Del lungo articolo di John Lloyd sul giornalismo nei tempi di internet (su Repubblica, oggi) noto un paio di cose:
– la pretesa che non si possa affidarsi ai dilettanti dei blog per rinnovare il giornalismo somiglia alla tesi per cui i magistrati di Tangentopoli si sostituirono alla politica: è in parte vera, ma non la possono avanzare i giornalisti responsabili di essere stati scavalcati, come non era tollerabile che se ne lamentassero i politici causa del loro mal allora
– l’insistenza di discussioni sul “giornalismo” visto ancora secondo schemi superati dagli eventi è inevitabilmente perdente e si sopravvaluta. Quel “giornalismo” lì d’ora in poi sarà solo un pezzetto dei molti tipi di giornalismo e informazione che si faranno. Dire che il giornalismo da professionisti lo devono fare i professionisti è tautologico. Ci sono però molti giornalismi diversi che in questi anni sono stati esercitati da non giornalisti, e bene. Il discrimine, come sempre, non è il professionismo eventuale: è il fare le cose bene, o farle male.

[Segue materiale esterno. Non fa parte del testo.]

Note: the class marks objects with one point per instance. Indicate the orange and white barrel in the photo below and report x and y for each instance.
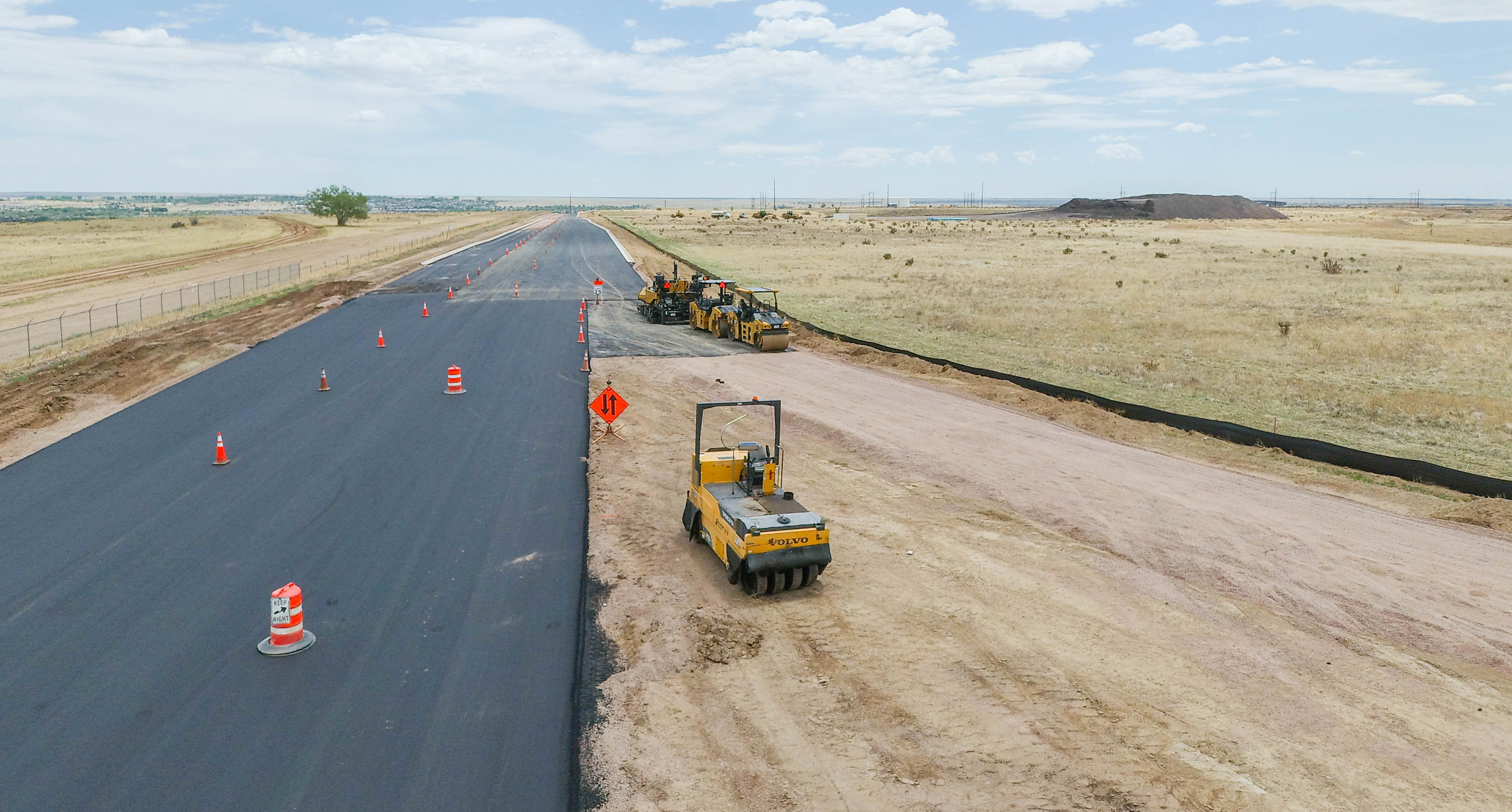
(286, 623)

E conosco blog di persone che nella vita fanno altro che mantengono dei livelli di qualità e affidabilità di molto superiori di quelli di alcuni quotidiani
– la battuta conclusiva di Lloyd sarebbe indiscutibile e sacrosanta se fossimo nel 1998. Ma constatare che nel 2008 i giornalisti a cui Lloyd si rivolge devono ancora “scoprire come utilizzare i nuovi media, che al momento ci paiono una minaccia, e trasformarli in nostri alleati”, è piuttosto scoraggiante.